'Tone deaf': Fifa criticised for appointing supermodel Adriana Lima as global fan ambassador

Brazilian model Adriana Lima poses on the green carpet before the ceremony of the Best Fifa Football Awards in Paris. Credit: AP

Fifa's appointment of supermodel Adriana Lima as the organisation's first global fan ambassador has been labelled "tone deaf" by a former Fifa executive committee member.

On Monday the Brazilian former Victoria's Secret model was appointed to “develop, promote and participate in several global initiatives” before she helped present the fan prize in Paris at its annual award ceremony.

“Seriously, Fifa, is this the fan engagement ambassador we need as the (Women’s World Cup) approaches?” wrote Moya Dodd, who was part of the co-hosting bid campaign for her native Australia and New Zealand, on her Twitter account.

Dodd, a former Fifa executive committee member and longtime advocate for women's football, used the hashtag “tonedeaf” in her post.

In a LinkedIn post, former Australia national-team player Dodd later stated "the model's public image" is an "odd fit for an organisation that says it wants to empower girls and women", referring to a screenshot of Lima's Twitter profile while includes a glamour shot of the model.

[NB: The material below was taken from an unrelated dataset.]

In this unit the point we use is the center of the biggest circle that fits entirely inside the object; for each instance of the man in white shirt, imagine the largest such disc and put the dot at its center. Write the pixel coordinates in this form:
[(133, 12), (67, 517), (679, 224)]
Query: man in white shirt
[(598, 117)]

Dodd also drew attention to Lima's liquid-only diet for nine days before a Victoria's Secret show, and comments from the model in 2006 when she expressed her belief that abortion is a "crime".

Dodd wrote: "What will this ambassador represent to the large and growing population of aspirational women's football players and fans who love the game because it shows us what empowerment and equality can look like? "Because when a girl plays football, the world sees her differently. Instead of being complimented on her nice looks or her pretty dress, she is valued for her game-saving tackles and brilliant goal-scoring.

"She's admired for what she can do, rather than how she looks, putting her on a more equal footing with her brothers in a way that can alter the whole trajectory of her life's ambitions."

Women Sport Australia President Gen Dohrmann told The Guardian a world-renowned footballer would have been a better fit for the role.

“You would see Cristiano Ronaldo as the poster boy of the men’s World Cup, so why do we need a supermodel when we could choose Meg Rapinoe, or Sam Kerr, or someone who has international accolades in the sport we are actually promoting? “That is the type of role model that should be at the front of this campaign.”

Lima was photographed Monday in Paris at the Fifa gala event with its president Gianni Infantino and posted on Twitter her new role “means the world to me.”

Lima also posted to her 15.4 million followers on Instagram: “It is a great honor to be part of the FIFA Family.” “As a fan myself, I hope to connect at a greater level this family to the life of this beautiful sport: the fans!” she wrote.

Fifa did not specify details on Monday of the projects involving Lima, nor if it would involve the biggest-ever marquee women’s tournament which now has 32 teams.

In a statement on Monday, Fifa President Gianni Infantino said: "When you get to meet Adriana, you feel right away her warmth, kindness, and how approachable and passionate she is about our game.

“She lives and breathes ‘futebol’ and that is also why she can be an excellent link between FIFA and fans worldwide.”

In the same statement, Lima said she is a football fan and added: "I am very thankful and honoured to have been chosen by FIFA to be the first global fan ambassador and to be given such a platform to help fans get even closer to the game."

Infantino and Dodd served together on Fifa’s ruling committee for more than a year after he was elected in 2016. She was the first woman, in 2013, to represent the Asian football confederation at Fifa and gained a reputation as an independent voice during the presidency of Sepp Blatter. Dodd lost her re-election bid four years later. Her latest criticism of Fifa follows an op-ed article she wrote for an Australian newspaper four weeks ago. She suggested that Fifa asking LGBTQ players and fans to visit Saudi Arabia was “to send them to a jurisdiction where they are regarded as criminals.” Dodd also wrote then she was “thrilled by the progress women’s football has made there (in Saudi Arabia) in recent times.” The pending "Visit Saudi" sponsor deal also provoked the football federations of Australia and New Zealand to urge Fifa not to sign the agreement.